Постукивает Вася молотком, а сам прислушивается к весёлому гомону на берегу. Бабы вальками хлопают по мокрому белью. Покрикивают мужики, купая лошадей. Лошади плавают, храпят и вскидываются в воде на дыбы.

С завистью смотрит Вася на бегущих с горы ребятишек. Они на бегу стаскивают с себя рубашонки и кидаются в воду. Брызги, сверкая, летят столбом. Крик, визг, смех — весело. А Вася всё постукивает да постукивает молотком по долоту, забивая в щели паклю, — к обеду надо кончить, а то рассердится Кирилл.

Прокричал пароход и, шлёпая колёсами, протащил мимо грузные баржи.

Солнце подымалось выше, и река становилась жаркой. Больно было смотреть от блеска. Воздух дрожит и колеблется. Ах, как хорошо бы теперь искупаться!..

К вечеру душно. Всюду стоит сухая, горячая мгла, и от неё всё неясно и смутно. Ласточки носятся над самой водой, чертя крылом.

Когда багровое солнце стало садиться за далёкие вербы, Кирилл кликнул:

— Кончил?

— Кончил.

— Ишь ты, прокопался до вечера! Ну, я пойду по делам, а ты оставайся, да никуда не уходи. Теперь езды мало. А ежели с той стороны покричат парому, переезжай на ту сторону на лодке, возьми мужика, переправишь сюда, с ним отсюда и перегоните паром, а то один ты долго прокопаешься. Да теперь никто и не поедет. — Он поднял голову и посмотрел на мглистое небо, по которому бежали сизыми клочьями тучи.

— Дяденька, я боюсь, как бы ночью гроза не вдарила.

— Ну, боится! Нежно воспитанный. Ничего! Никто тебя не укусит!

Кирилл ушёл. Мальчик остался один.

Быстро темнело. Пропал другой берег. Гора смутно чернела, и на ней белым, едва уловимым пятнышком обозначалась церковь.

На берегу водворилась тишина — ни шороха, ни вздоха, только чудилось, молчаливо мелькают над потемневшей водой ласточки.

Где-то глухо погромыхало, как будто большой телегой проехали по мосту, но моста не было. Опять тишина.

Мальчик пошёл было в домик, да жутко одному в темноте. Он вышел и примостился на берегу под опрокинутой лодкой.

Он… примостился на берегу под опрокинутой лодкой.

Возле неподвижно чернел паром, а под ним чёрным блеском чуть проступала вода.

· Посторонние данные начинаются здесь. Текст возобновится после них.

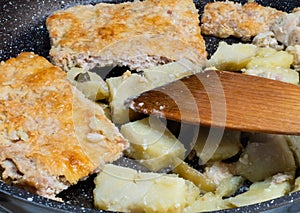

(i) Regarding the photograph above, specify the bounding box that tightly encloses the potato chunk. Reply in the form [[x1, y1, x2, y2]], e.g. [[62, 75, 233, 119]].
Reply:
[[228, 174, 292, 207], [121, 117, 185, 171], [94, 164, 199, 212], [194, 127, 241, 163], [106, 60, 201, 124], [246, 48, 294, 69], [106, 71, 150, 124], [184, 192, 232, 213], [207, 42, 258, 71], [235, 133, 296, 182], [173, 161, 216, 192]]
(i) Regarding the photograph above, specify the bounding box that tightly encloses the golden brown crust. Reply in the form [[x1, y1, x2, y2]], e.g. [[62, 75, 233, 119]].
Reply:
[[201, 1, 285, 40], [0, 53, 127, 197], [46, 0, 206, 70]]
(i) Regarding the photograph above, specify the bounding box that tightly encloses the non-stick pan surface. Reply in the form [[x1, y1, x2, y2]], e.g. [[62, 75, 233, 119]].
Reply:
[[0, 0, 300, 213]]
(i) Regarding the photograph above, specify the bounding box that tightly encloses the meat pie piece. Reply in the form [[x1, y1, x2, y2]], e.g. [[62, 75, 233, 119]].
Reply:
[[0, 53, 128, 199], [46, 0, 207, 70]]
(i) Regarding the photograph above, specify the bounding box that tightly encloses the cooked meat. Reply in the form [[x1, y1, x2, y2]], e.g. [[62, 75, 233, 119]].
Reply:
[[0, 53, 128, 199], [201, 1, 285, 40], [46, 0, 206, 70], [286, 45, 300, 71], [252, 31, 284, 50], [271, 10, 300, 46]]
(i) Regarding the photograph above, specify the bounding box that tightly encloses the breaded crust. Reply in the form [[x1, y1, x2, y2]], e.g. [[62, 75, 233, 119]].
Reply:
[[201, 1, 285, 40], [46, 0, 206, 70], [0, 53, 128, 198]]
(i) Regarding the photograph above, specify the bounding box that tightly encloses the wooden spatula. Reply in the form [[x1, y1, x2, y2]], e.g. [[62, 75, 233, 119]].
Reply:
[[126, 71, 300, 135]]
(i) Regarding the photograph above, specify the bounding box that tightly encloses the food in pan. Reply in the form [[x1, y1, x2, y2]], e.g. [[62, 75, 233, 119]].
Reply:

Опять кто-то проехал на телеге, глухо ворча. Мальчик весь съёжился и подобрал под себя босые ноги.

Вдруг над лодкой зашумело, засвистело, сыпнуло в глаза песком и понеслось по невидимой реке. В бока парома заплескала мелкая торопливая волна, и беспокойно застучала в помост привязанная верёвкой лодка.

На минутку снова стихло, только неуспокоенная волна билась о паром.

«Господи, чего же я тут буду делать!..» — подумал мальчик, вглядываясь в темноту и боясь в неё глядеть.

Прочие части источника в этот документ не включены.